Hakuho wins test meet despite final-day loss

by David Hueston and Dave Hueston


The once invincible yokozuna is human after all.

With the wind sucked from his sails after winning his record-tying seventh consecutive title in anticlimactic fashion, Hakuho was sent to his second defeat at the hands of veteran ozeki Kaio on the final day of the May Technical Examination Tournament on Sunday.

After his closest challenger Tochinoshin was defeated by Mongolian ozeki Harumafuji in an earlier bout to fall to a third loss that effectively decided the championship, the normally razor-sharp Hakuho paid for a sluggish jump at the faceoff at Ryogoku Kokugikan.

The tension in the air could be cut with a knife, but Hakuho never rose to occasion as Kaio thwarted his attempts to get a grip on the mawashi before pressing forward in a counterattack to send the yokozuna backpedaling out of the ring.

Hakuho, who has dominated sumo since the retirement of former yokozuna Asashoryu last February, won his career 19th title at a meet that replaced the summer basho in the wake of a match-fixing scandal.

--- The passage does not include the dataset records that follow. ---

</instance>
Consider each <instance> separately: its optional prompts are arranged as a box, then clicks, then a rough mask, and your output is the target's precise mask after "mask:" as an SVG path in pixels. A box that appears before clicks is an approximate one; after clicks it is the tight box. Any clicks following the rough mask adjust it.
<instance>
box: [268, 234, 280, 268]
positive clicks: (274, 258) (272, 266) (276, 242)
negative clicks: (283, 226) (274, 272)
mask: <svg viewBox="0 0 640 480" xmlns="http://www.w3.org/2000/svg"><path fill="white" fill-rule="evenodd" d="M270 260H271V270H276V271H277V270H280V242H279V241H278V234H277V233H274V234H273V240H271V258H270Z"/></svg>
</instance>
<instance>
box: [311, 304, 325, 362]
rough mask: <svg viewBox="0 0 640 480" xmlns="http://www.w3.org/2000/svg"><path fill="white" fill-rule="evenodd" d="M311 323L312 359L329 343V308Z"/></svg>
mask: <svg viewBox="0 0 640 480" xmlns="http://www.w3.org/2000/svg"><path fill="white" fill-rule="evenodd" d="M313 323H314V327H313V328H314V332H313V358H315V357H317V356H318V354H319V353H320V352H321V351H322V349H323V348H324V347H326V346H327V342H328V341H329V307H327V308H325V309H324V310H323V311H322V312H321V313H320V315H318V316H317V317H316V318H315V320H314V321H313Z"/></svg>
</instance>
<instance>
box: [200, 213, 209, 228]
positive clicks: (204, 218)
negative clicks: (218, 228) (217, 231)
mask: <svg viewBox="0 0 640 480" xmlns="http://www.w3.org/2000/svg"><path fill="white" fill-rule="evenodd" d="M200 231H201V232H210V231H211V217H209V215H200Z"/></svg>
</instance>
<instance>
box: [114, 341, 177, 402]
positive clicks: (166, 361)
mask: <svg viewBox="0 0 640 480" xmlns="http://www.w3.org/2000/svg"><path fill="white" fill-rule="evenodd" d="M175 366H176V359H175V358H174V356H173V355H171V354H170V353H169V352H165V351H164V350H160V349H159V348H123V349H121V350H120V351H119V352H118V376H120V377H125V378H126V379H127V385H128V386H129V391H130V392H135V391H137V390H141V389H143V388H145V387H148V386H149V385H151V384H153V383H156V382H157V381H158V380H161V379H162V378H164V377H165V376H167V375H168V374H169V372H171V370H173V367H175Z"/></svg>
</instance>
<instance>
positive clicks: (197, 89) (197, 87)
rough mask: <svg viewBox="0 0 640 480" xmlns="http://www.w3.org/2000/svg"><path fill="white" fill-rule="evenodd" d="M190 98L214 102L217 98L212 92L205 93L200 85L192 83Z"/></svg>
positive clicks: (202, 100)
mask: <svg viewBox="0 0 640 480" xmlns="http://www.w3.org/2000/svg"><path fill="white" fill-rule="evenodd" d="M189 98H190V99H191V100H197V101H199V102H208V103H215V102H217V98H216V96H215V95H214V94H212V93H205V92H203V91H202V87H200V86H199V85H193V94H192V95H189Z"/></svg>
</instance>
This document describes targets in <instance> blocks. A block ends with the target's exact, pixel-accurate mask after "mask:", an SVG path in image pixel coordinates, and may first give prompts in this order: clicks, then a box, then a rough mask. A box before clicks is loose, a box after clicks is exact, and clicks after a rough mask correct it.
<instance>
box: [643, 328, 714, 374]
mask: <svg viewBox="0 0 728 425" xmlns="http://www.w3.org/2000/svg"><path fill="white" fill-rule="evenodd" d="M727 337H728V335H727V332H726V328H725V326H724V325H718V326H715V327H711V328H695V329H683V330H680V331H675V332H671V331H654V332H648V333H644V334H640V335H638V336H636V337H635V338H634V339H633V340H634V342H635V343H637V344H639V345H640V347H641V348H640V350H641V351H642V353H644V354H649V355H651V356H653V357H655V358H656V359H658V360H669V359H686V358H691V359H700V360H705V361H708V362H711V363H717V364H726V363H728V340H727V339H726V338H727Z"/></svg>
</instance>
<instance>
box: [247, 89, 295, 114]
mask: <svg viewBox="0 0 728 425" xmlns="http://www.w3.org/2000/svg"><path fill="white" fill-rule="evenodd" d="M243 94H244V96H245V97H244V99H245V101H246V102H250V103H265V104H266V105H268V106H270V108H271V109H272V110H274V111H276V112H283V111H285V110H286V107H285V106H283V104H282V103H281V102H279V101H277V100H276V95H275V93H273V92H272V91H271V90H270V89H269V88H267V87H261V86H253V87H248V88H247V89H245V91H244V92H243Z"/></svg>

Asashoryu also won seven titles in a row.

Asked in the post-match interview his thoughts on winning seven straight titles, despite the spring meet in March being cancelled due to the bout-rigging scandal, Hakuho said, “I feel that I fulfilled my responsibility to respond to the fans’ expectations at this meet after the earthquake and tsunami.”

“But I never really thought of this as a test meet for myself. For me it was more of a pseudo-meet, or almost like an official meet. I wasn’t able to win all my bouts, but I did my best under these circumstances,” said Hakuho, who was not awarded the Emperor’s Cup this time for his efforts.

Kaio finished on 9-6, just one win shy of Chiyonofuji’s all-time mark of 1,045 career victories.

“It was little bit difficult to get a grip on his (Hakuho’s) mawashi but once I had it I told myself, ‘I’ll never let go.’ I was determined to remain calm,” said Kaio. “I was very hyped for the match. My feelings are complicated at this type of tournament, but I know that a lot of people came out to watch sumo and I told myself to never forget that,” he said.

As for being one win from Chiyonofuji’s mark, Kaio said, “Under these (test meet) circumstances, I’m not thinking of that.”

Harumafuji, who snapped Hakuho’s winning streak at 17 bouts on the 13th day, never let Tochinoshin grab his mawashi before getting his right hand inside for a frontal force-out to end on 10-5.

Estonian ozeki Baruto, meanwhile, suffered his fifth defeat when sekiwake Kotoshogiku wrapped both hands around the bigger man before bellying him over the edge to finish on the same 10-5 mark.